Princely Passions - Page 207

115

Brittney

I’m staring down at my tequila shot, the amber liquid saying nothing but “Drink me.” Not exactly helpful advice, but I take it anyway and toss back the shot. I feel the warmth of the alcohol spread through my veins, but it doesn’t make me feel any better.

Nothing makes me feel better.

Lisa leans over and gives me a one-armed hug. I snuffle into her arm. I probably sound like a two-year-old crying to her mom, but I don’t even care right now.

“Whhhhhyyyyyyy???” I wail. Lisa quickens her patting pace until it’s almost a fan, cooling me off. “Why do I fall for these assholes?!”

“I know, honey,” she says comfortingly. “Guys just can’t help but be assholes sometimes.”

She knows what she’s talking about – Diesel had decided for her that she wouldn’t want to move to Long Island, not even bothering to ask her until his broken heart had finally driven him to stop being an idiot.

Somehow, I don’t have as much faith in Kaden. He really is a genius in the boardroom, and an idiot outside of it.

But dammit, he was an idiot I happened to be falling for.

The waterworks display is seriously getting out of control here. Even I realize that. I try to snuffle my tears back. Lisa hands me a tissue and I honk my nose.

God, I’m so ladylike. I roll my eyes at myself.
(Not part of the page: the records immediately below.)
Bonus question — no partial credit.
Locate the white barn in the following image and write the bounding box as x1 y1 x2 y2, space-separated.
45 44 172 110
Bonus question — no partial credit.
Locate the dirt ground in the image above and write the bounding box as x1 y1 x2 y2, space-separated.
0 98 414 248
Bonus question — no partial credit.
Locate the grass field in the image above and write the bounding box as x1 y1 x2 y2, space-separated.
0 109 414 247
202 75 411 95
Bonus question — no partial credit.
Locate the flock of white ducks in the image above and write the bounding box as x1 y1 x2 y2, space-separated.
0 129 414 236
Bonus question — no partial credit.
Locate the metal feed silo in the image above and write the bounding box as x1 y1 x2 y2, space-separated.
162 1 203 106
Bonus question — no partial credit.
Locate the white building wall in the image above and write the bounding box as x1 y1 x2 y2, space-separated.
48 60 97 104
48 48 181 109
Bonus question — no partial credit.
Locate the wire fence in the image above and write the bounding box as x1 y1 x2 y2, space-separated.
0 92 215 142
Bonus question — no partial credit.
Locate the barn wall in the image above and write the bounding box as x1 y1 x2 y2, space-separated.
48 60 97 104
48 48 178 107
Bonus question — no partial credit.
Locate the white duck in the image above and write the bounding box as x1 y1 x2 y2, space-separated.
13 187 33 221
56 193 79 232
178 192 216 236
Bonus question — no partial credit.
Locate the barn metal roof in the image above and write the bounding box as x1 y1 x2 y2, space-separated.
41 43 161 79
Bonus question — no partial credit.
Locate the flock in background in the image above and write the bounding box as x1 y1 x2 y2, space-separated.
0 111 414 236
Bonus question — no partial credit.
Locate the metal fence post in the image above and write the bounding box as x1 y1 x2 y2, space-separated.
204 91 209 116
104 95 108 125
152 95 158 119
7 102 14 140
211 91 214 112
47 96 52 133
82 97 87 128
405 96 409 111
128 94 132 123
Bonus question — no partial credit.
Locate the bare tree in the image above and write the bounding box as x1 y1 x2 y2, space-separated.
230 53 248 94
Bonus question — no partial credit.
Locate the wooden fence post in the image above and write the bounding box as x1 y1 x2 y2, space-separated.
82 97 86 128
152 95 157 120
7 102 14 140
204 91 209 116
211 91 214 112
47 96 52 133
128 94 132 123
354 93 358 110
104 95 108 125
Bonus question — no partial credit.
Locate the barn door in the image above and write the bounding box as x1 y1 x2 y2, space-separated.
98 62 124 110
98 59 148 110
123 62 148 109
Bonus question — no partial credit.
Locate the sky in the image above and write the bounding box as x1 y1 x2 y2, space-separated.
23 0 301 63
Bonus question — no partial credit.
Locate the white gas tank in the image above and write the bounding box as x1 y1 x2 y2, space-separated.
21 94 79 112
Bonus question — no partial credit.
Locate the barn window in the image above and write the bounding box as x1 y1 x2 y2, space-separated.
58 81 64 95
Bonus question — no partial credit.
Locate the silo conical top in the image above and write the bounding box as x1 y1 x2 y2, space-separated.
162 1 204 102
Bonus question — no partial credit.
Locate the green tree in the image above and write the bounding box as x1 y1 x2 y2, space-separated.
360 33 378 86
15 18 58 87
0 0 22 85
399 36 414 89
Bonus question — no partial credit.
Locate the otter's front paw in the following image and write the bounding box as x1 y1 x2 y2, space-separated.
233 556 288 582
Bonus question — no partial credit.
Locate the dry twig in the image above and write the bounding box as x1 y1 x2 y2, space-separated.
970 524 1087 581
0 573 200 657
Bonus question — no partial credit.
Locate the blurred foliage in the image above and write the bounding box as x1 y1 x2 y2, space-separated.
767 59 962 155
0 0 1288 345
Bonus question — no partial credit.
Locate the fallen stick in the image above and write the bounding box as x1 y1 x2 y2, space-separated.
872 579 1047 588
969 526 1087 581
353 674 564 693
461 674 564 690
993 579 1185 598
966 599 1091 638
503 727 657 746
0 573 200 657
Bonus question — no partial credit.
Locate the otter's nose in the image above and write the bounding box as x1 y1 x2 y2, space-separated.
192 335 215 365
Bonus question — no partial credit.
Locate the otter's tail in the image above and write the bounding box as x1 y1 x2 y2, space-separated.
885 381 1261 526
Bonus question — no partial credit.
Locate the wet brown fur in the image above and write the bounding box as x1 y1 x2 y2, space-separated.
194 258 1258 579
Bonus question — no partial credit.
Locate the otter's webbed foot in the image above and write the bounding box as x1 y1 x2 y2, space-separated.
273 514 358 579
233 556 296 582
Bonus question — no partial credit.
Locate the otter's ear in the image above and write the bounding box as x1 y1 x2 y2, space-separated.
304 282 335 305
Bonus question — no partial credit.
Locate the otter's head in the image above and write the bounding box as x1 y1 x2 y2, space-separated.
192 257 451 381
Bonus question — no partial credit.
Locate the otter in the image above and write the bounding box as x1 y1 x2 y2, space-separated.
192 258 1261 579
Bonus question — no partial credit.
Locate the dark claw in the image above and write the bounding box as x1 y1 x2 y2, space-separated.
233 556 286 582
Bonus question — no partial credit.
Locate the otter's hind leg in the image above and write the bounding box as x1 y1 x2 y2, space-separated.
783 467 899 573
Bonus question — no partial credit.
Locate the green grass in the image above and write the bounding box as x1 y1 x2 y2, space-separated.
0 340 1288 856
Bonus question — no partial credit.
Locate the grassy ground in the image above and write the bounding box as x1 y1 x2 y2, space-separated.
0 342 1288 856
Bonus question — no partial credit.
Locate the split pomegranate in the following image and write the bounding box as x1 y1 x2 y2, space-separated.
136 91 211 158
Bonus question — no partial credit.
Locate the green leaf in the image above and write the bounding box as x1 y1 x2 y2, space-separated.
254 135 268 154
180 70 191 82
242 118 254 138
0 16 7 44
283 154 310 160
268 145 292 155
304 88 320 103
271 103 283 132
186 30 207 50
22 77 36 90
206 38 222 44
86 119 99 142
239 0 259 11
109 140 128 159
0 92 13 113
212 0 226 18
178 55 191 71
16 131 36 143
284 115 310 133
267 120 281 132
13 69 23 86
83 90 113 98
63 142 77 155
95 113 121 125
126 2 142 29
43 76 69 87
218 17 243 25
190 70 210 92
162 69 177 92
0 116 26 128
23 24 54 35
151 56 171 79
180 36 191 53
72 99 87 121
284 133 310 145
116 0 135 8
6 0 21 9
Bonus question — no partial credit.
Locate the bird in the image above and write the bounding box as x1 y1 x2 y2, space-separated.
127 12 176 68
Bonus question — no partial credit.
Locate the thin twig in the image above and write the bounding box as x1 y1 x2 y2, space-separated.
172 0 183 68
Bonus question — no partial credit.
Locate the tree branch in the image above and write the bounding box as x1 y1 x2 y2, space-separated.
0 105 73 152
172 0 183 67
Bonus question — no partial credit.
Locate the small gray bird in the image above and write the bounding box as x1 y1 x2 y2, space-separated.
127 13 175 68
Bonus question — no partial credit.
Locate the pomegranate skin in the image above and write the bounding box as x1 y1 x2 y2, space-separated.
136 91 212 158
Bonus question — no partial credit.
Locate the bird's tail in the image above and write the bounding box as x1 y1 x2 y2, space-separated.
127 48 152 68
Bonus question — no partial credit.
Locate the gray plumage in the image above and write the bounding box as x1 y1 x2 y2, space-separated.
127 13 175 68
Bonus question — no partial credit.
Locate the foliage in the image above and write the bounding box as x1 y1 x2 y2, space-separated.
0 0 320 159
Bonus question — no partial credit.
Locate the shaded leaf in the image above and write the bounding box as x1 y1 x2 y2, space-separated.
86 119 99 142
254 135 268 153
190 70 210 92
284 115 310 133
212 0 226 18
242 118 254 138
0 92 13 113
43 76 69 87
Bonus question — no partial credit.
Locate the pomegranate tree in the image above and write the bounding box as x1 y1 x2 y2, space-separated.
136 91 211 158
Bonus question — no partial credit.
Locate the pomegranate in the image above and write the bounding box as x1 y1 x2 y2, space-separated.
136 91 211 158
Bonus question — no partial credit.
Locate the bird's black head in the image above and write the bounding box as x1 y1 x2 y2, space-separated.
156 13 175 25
“The thing is, I’m not even so sure that I mind that he stalked me. Okay, so really, greasing some palms and finding out how much vacation time I have on the books is just totally beyond the pale, but he did it because he wanted to impress me. That’s kinda flattering, really. The fact that he took that much time to really learn about me…I wish he’d taken the time to ask me instead of sending out a team of investigators to discover this stuff, but god, he was just trying to make me happy.”

I’ll admit it – this realization took me almost a week to really wrap my mind around. At first, I’d just been too pissed to think straight, and then I was too depressed.

The good news is, I took that week of vacation that my boss has been hounding me about.

The bad news is, I spent that week at home in my PJs, eating Girl Scout cookies, watching every variation of Pride & Prejudice that I could get my hands on, and crying.

I really shouldn’t have any tears left in me. I don’t know how I can still be producing any at this point.

“So why are you so unhappy?” Lisa has changed her pats over to strokes up and down my arm, and I sink into her side even further. This. This is what I need. A balm to soothe my soul.

“Because he didn’t fight me at all. Last week when I was yelling at him, or this whole past week when I’ve been at home.” Getting fat eating Thin Mints. “He just let me walk on out him and hasn’t said ‘Boo’ to me since. No flowers, no texts, no phone calls…I don’t think he cares. He’s probably off, stalking some other girl at the Bungalow 8. I’m worth less than nothing to him – not even worth fighting for.”

I mean, you’ve watched all the same chick-flick movies that I have. The guy goes after the girl and apologizes. He holds a boombox up in the air. He makes an ass of himself on national television. Something.

But not Kaden. He doesn’t even seem to realize that I’m gone.

And that hurts more than anything.

116

Kaden

I stare down into my tequila shot, hoping for answers, but the alcohol doesn’t seem to be delivering any.

“I lost her,” I say dully to Diesel. “I lost the only woman who’s ever made me feel alive. Who’s ever lit up my life and made me chase after her and made me think and made me want to be a better man.” I toss the tequila back, feeling the burn down my throat and into my stomach. It’s the only thing I can feel right now, and above all else, I crave the ability to feel something.

Diesel, a friend since high school, claps me on the back. “Kaden, you’re being a dumbass.”

Sometimes, I’m not sure if knowing someone since high school is such a bonus after all.

“She’s testing you. And you’re failing. Just like our high school English class, you’re getting your ass handed to you on a silver platter.”

All right, fine, I’ll admit it – numbers are my thing. Words? Not so much. As is evidenced by my apparent complete inability to say the right ones to Brittney.